Alejandro Mier (Deportivista) y un servidor. Foto: Bruno Vence |
De todos los derbis que me ha tocado vivir en ninguno me pasó lo que me pasará este domingo a las ocho de la tarde. Hasta hace dos años, el “Coruña” era para mí un ente casi diabólico, el principio de todos los males y el despertar de todos mis odios. Ser del Celta implicaba ya desde pequeño tener animadversión al eterno rival. Sin explicaciones, sin un por qué claro. Es así y ya está. ¡Vade retro deportivistas! Sin embargo algo ocurrió hace dos años y pico en mi vida, ese camino tan inesperado que pone patas arriba todas tus convicciones y de repente es capaz de cambiar, por circunstancias, lo que tú creías inamovible.
Resulta que comenzaba un servidor una nueva etapa matriculándose en la Universidad de Pontevedra. Comenzaba un nuevo curso y con él una nueva oportunidad de conocer gente y entablar amistad. Si es que al final, por mucho que nos pese, parece que ese es el único cometido útil y satisfactorio de los estudios universitarios en este país. Las cafeterías están llenas, las aulas no tanto. Así que los primeros días de clase, como es habitual, te los pasas conociendo gente. El destino, la casualidad o como quieran llamarlo, tocó a mi puerta en una de las más rocambolescas e irónicas situaciones de mi vida.
Por aquello del borreguismo, que en los primeros días de clase ya se sabe, hay que seguir a alguien, se juntó un servidor con otro chaval por puro azar. Comenzando a hablar ya daba la impresión de que nos llevaríamos bien: hablamos de películas, de literatura, de tebeos e incluso de videojuegos. Todo parecía ir sobre ruedas, ser amigos sería el siguiente paso y no sería excesivamente difícil de dar. Y un día ocurrió lo insólito. El fútbol no había sido todavía tema recurrente en nuestras conversaciones hasta que, volviendo cada uno a su respectivo nido provisional en la capital pontevedresa, salió a colación. “¿Te gusta el fútbol?”, creo que preguntó. No recuerdo con exactitud lo que contesté, pero debió ser algo así como un “pues claro” en toda regla. Lo primero que se me vino a la cabeza fue que teníamos una afición más en común, un tema de conversación más para esas largas tardes universitarias. Hasta que de su boca salió la frase que lo cambiaría todo.

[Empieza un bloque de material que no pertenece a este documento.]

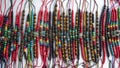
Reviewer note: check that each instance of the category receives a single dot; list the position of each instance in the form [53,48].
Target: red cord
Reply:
[73,24]
[103,37]
[81,31]
[4,7]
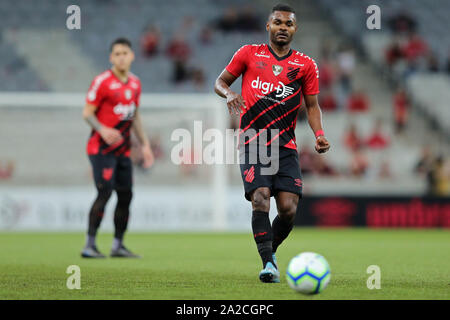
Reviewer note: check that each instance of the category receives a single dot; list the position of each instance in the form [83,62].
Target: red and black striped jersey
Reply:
[116,104]
[272,87]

“Yo soy del Dépor a muerte”. No sé cómo debió resultar el contorsionismo de mi cara provocado por la sorpresa ante tales palabras. Lo cierto es que se me heló la sangre. “Joder, de todas las personas con las que me podía llevar bien, tuve que dar con un turco”, debí pensar. Mantuve la calma. Me serené. Le eché valor. Así que mi réplica fue tal que así: “Vaya, pues resulta que yo soy del Celta a muerte”. Tómala. Donde duele, directa al corazón. ¿Y ahora qué? Pues nada, todos mis odios y mis convenciones futboleras más sagradas se fueron al garete. No merecía la pena. Los dos, como personas adultas y maduras, coincidimos en señalar que la rivalidad se vive en el campo y no fuera de él. Nos dimos la mano y nuestros días de amistad comenzaron de verdad. Eso sí, a partir de ese momento aderezada con piques continuos al paladar futbolístico del contrario. Tuvimos la (mala) suerte de coincidir, probablemente, en el peor momento futbolístico de ambos equipos. Cada semana encarábamos la jornada anterior con mucho humor, con ironía y haciendo referencia al insulso fútbol de unos y otros.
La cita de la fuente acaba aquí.